Film, literature and poetry depict the flawed hero, the Black Sheep, the Sacrificial One who becomes the Redeemer. We vicariously watch the Rebel, the circuit breaker deliver the seismic shock that topples atrophy in the family system. We rejoice in the regeneration, the potency of new growth. The BBC’s adaptation of Irish writer John Banville’s novels portrays the pervasive power of family secrets and our complex relationship with what can be told and that which must be unspoken. Gabriel Byrne in the title role of Quirke, (like Morse, we never find out his Christian name ) enters the portal of his past and attempts to untangle the dark knots of his family complexes: Affairs, addictions, misuse of power, and the redemption of Love. Sarah Polley, in her documentary Stories We Tell explores the twisted thread of secrets in her own family. She discovers that her mother and Montreal producer Harry Gulkin sequestered their love. That she was born of their hidden passion.

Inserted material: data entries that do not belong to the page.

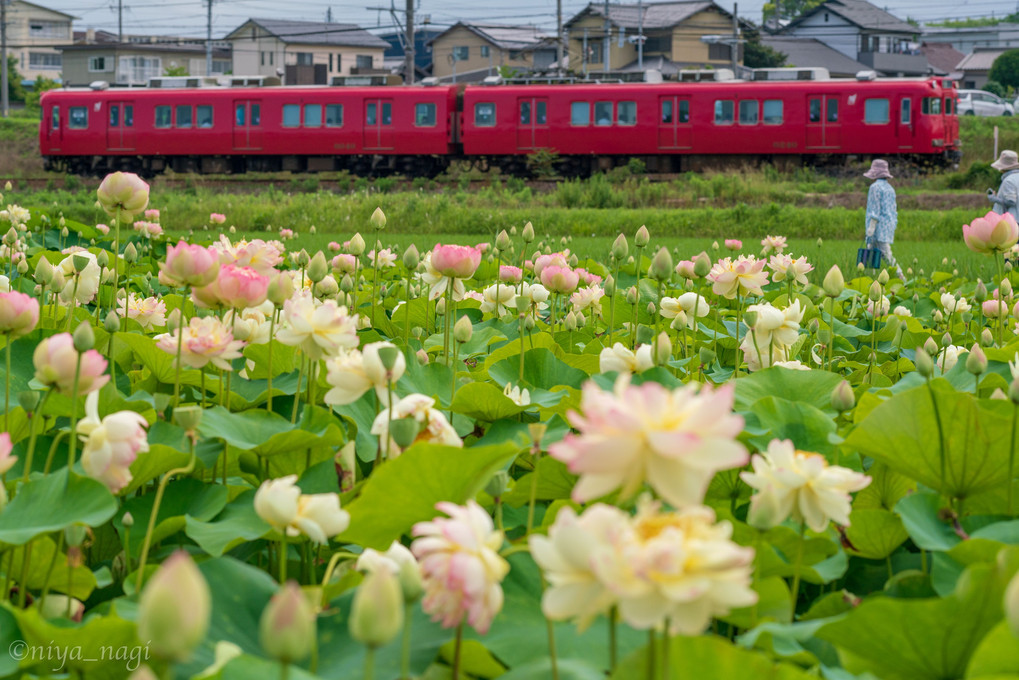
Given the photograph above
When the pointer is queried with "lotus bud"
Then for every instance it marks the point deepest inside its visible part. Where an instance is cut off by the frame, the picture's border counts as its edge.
(843, 398)
(924, 365)
(463, 329)
(976, 362)
(834, 282)
(642, 237)
(174, 609)
(378, 218)
(85, 337)
(528, 232)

In Willful Blindness: Why We Ignore the Obvious at Our Peril, author Margaret Heffernan explores the subtle and pervasive ways we choose, sometimes consciously but mostly not, to remain unseeing in situations where “we could know, and should know, but don’t know because it makes us feel better not to know.”
And yet, we do know. Many of us spend much of our lives moving forwards, never daring to look back. At first we may run like the Gingerbread Man, as fast as we can, to escape the dark shadows of our inheritance. Or like Bluebeard, we keep the gruesome corpses of our memories locked away with the key that bleeds. Perhaps we stuff the dark terror of our past into a glass bottle where it floats across the sea but eventually washes up on the shores of future generations. Family secrets are intuited even by young children, unpicked, uncovered, with the best intentions by loving parents who wish to protect them from what they perceive as a dangerous truth.
Author of Mating in Captivity, Esther Perel, examines the western belief that there should be total transparency.“ In America, lying can never be an act of caring. We find it hard to accept that lying would be protective, this is an unexamined idea. In some countries, not telling, or a certain opaqueness, is an act of respect. Also, maybe the opposite of transparency isn’t intimacy, it’s aggression. People sometimes tell for their own good, as an act of aggression.”
Nations have secrets too. We turn a blind eye. Stay under the radar, in fear of reprisal, in terror of putting our lives or those of our families at risk. Like the frog in the beaker of slowly boiling water, we remain in physically or spiritually destructive environments as the temperature increases insidiously, lethal degree by degree. Often we must confront our past, choose differently, knowing that nothing will ever be the same again.
So often it is in our families we inherit secrets and lies and encounter conflicts and complexes that have ossified over many generations. Sometimes it is helpful to revisit the past. Sometimes it is not.
Joseph Marshall Lakota teacher, writer and story teller tells how he would go out walking with his grandfather, sometimes for miles. “He had this curious little habit of stopping and then he would turn me around, grab me by my shoulders and he would say, Grandson, look back at the way we came. So I would. I finally asked him, Grandpa, why are you making me look back? He said, Because, Grandson, one of these times I’m going to send you down this trail by yourself and if you don’t remember the way you came, you will be lost. To me, that is the greatest lesson I ever learned about history and about the past. Our past makes us who we are, makes us what we are.”
Like racehorses, some of us are destined to be weighted more heavily from the start. Perhaps in looking back, we learn how to walk bravely in the dark. We may glimpse in the stories, the artifacts, the letters and perhaps the old photographs, the strength, the creativity, the courage of those who have walked before us. In their pain we discover the portal to our fragility. In the opaqueness of their secrets, the bright spark of Divinity is concealed in the soft folds of their humanity.